Objective: Apolipoprotein E (apoE) has been implicated as conveying increased risk for coronary artery disease (CAD). Previous studies suggest a role of apoE as a modulator of immune response and inflammatory properties. We hypothesized that the presence of apo E4 is associated with an increased inflammatory burden in subjects with CAD as compared to subjects without CAD.

Methods: ApoE genotypes, systemic (C-reactive protein [CRP], fibrinogen, serum amyloid-A [SAA]) and vascular inflammatory markers (Lipoprotein-associated phospholipase A(2) [Lp-PLA(2)] and pentraxin-3 [PTX-3]) were assessed in 324 Caucasians and 208 African Americans, undergoing coronary angiography.

Results: For both ethnic groups, Lp-PLA(2) index, an integrated measure of Lp-PLA(2) mass and activity, increased significantly and stepwise across apoE isoforms (P = 0.009 and P = 0.026 for African Americans and Caucasians respectively). No differences were found for other inflammatory markers tested (CRP, fibrinogen, SAA and PTX-3). For the top cardiovascular score tertile, apo E4 carriers had a significantly higher level of Lp-PLA(2) index in both ethnic groups (P = 0.027 and P = 0.010, respectively).
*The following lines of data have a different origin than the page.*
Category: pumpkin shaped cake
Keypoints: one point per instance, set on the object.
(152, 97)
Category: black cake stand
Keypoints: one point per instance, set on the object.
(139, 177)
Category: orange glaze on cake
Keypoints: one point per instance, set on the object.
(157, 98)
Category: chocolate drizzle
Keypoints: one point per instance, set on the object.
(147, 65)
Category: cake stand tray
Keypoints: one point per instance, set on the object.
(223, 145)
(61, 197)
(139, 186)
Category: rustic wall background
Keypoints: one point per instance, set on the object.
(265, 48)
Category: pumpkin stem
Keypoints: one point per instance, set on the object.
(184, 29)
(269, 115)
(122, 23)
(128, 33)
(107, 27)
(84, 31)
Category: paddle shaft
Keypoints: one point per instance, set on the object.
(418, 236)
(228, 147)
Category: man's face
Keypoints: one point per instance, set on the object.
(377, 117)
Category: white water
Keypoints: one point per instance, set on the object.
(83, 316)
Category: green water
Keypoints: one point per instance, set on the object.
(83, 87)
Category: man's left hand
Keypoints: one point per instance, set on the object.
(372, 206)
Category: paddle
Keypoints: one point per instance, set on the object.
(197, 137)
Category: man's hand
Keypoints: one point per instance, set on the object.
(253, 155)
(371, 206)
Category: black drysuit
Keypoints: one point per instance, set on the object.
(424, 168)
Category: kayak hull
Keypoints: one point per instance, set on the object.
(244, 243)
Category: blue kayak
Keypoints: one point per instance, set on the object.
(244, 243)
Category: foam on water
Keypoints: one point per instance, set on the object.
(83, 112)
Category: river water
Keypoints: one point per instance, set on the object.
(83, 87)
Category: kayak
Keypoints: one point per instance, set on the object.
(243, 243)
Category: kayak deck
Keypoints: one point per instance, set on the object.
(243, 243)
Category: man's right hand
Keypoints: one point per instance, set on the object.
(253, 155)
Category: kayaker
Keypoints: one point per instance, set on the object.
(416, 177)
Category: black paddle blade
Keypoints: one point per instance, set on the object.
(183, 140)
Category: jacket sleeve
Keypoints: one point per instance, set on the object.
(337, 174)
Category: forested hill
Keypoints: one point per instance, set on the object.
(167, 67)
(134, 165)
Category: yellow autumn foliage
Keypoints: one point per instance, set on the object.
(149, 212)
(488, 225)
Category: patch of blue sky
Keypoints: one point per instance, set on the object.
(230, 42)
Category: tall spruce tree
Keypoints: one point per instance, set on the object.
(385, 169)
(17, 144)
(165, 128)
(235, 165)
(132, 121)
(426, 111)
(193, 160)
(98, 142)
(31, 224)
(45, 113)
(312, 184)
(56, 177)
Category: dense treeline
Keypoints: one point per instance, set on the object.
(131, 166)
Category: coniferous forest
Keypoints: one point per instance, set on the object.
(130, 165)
Conclusion: The presence of the apo E4 isoform was associated with a higher level of Lp-PLA(2) index, a marker of vascular inflammation. Our results suggest that genetic variation at the apoE locus may impact cardiovascular disease risk through enhanced vascular inflammation.

Figure 1

Relative mean differences (delta) in the Lp-PLA₂ index between apo E4 and apo E2 carriers across Caucasians and African Americans. Comparison between unadjusted and adjusted for LDL cholesterol, HDL cholesterol and Lp(a) levels.

Figure 2

Lp-PLA₂ index levels among apoE genotypes across composite score tertiles in Caucasians and African Americans. * P < 0.05 across apoE genotypes and across composite score tertiles within each ethnic group.